Affordable Housing Data
The housing market in the Lehigh Valley, as measured by the federal government’s Housing Price Index (HPI), fell for the third consecutive quarter. In the 3rd quarter of 2009, the HPI fell to 184.39, a drop of 10.74% from the market high two years before.Because the HPI is an index, it tells the value of a home relative to the base year, 1995. That means Lehigh Valley homes today are still worth 184% of their 1995 values. However, this downturn in the housing market has reduced values to their 2005 levels.
The HPI is compiled by the Federal Housing Finance Agency (http://www.fhfa.gov), which oversees the federally backed home loan corporations, Fannie Mae and Freddie Mac. The HPI shows the indexed price for same-home sales where the loans were originated or purchased by these two government-chartered corporations. It excludes high-priced houses. The HPI for the Lehigh Valley includes Lehigh, Northampton and Carbon Counties in Pennsylvania and Warren County, New Jersey.

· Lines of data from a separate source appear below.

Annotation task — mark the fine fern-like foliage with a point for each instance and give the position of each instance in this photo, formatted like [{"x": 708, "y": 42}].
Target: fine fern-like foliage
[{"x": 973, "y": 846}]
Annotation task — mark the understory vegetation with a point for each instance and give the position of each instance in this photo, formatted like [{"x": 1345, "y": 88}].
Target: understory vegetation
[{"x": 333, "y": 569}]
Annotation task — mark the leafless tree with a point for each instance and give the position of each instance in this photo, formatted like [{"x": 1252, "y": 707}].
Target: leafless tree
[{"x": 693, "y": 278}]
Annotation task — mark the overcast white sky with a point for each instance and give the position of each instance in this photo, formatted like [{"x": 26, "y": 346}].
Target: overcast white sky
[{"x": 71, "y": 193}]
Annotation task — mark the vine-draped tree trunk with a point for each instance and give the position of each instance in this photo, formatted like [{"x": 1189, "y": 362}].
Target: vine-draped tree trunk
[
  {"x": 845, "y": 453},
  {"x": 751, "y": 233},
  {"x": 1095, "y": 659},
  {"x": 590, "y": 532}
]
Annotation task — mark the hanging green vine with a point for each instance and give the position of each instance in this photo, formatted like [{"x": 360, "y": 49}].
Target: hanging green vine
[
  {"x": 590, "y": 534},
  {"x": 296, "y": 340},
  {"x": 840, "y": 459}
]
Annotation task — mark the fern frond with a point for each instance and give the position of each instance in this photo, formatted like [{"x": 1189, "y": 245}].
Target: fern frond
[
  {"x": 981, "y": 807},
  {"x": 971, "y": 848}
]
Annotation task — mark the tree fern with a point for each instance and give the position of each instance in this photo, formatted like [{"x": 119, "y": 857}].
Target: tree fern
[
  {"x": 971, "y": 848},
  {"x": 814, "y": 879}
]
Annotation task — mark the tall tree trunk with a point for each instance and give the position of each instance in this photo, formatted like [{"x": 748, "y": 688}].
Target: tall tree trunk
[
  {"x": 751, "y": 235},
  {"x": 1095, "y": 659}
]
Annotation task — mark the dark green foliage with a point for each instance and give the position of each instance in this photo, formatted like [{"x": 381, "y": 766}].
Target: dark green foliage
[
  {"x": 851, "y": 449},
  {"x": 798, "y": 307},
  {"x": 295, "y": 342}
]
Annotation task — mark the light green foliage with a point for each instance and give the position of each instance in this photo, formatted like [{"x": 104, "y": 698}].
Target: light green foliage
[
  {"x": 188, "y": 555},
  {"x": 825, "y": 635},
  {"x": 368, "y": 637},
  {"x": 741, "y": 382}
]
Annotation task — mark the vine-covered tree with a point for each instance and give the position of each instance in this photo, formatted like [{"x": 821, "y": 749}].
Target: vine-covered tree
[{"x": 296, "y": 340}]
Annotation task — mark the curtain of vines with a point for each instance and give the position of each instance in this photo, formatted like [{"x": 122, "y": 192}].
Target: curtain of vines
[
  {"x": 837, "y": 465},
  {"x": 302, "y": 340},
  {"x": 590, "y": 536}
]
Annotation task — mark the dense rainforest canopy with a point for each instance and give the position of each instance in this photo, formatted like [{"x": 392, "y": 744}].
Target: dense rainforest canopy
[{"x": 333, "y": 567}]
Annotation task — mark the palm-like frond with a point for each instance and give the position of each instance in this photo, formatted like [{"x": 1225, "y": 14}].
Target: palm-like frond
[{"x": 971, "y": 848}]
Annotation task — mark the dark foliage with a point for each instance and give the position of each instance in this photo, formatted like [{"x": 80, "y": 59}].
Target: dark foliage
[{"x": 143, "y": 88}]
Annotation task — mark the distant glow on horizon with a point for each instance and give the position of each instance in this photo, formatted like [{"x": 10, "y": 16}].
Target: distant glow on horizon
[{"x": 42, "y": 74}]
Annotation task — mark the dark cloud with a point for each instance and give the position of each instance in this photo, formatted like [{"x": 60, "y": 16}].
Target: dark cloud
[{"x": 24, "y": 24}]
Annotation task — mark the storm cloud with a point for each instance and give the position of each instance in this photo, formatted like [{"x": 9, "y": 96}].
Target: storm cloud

Another approach to examining the housing market is to look at loan originations, as compiled through the Home Mortgage Disclosure Act (HMDA) and published by an arm of the Federal Reserve Board called the Federal Financial Institutions Examination Council (http://www.ffiec.gov).
The following map shows the change in the number of home purchase loan originations from 2007 to 2008. In the suburban townships of Bethlehem, Forks, Palmer, Lower Macungie and Upper Macungie, the number of home loans dropped sharply in 2008.